More than three months into the 2021-22 tax year, it is now crucial that advisers urge their clients to proactively plan ahead to deal effectively with their tax liabilities.
With borrowing at extreme levels thanks to the pandemic, any increase in rates would have a major impact.
Foremost in my mind, and the areas I am speaking to clients about as a priority, are the following five key considerations:
1. Is a pensions overhaul on the horizon?
Speculation is rising that pensions could be first on chancellor Rishi Sunak’s list of targets for recouping tax in the next Budget, and it is easy to see why as tax relief on pensions is the most expensive of all, costing the UK more than £38bn in 2018-19.
Given the likelihood of changes to pension tax relief, financial advisers should provide guidance to clients on how they can maximise the benefit of the current allowance ahead of any changes.
2. Could EIS and VCT investments work?
As they are not appropriate for the majority of individuals, the benefits of the enterprise investment scheme and venture capital trust investments are often under-discussed by advisers with the clients that could benefit.
Last year, for example, these funds saw greater inflows than ever before, despite the backdrop of Covid. Clients may not be aware of these products or their personal suitability for EIS and VCT investments, so financial advisers should be proactively reaching out to discuss these where appropriate.
3. Preparation for CGT relief removal/cap
In the next Budget, the chancellor could remove or cap capital gains tax relief on a client’s principal private residence. In the 2018-19 tax year the National Audit Office reported that this relief cost the exchequer £26.7bn.
The current rates of taxation could also increase to up to 28 per cent for property, with CGT rates aligned to income tax rates.
Given the lack of visibility around potential changes to CGT, advisers should approach this challenge flexibly, recommending a range of suitable options to their clients and explaining the impact of each potential change.
4. IHT – getting affairs in order
As the rate of HM Revenue & Customs' ongoing inheritance tax investigations has slowed during the pandemic, taxpayers have been granted a unique opportunity to get their affairs in order ahead of the new tax year.

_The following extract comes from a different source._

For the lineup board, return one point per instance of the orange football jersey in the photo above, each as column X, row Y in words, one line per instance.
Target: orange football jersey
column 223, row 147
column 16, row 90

This area is often neglected and misunderstood by individuals at the best of times, so it is crucial that financial advisers help their clients to make the most of this opportunity and make sure they are aware of the impact this could have on their family's finances.
5. Will a 'wealth tax' shortly become reality?
It is not inconceivable that the chancellor may consider a one-off payment or an ongoing levy on wealth.
A 2 per cent one-off levy across the UK on household net wealth – calculated to be around £15tn – would generate the £300bn needed to cover the cost of the Covid-19 crisis, according to the Future Economies Research Centre in Manchester.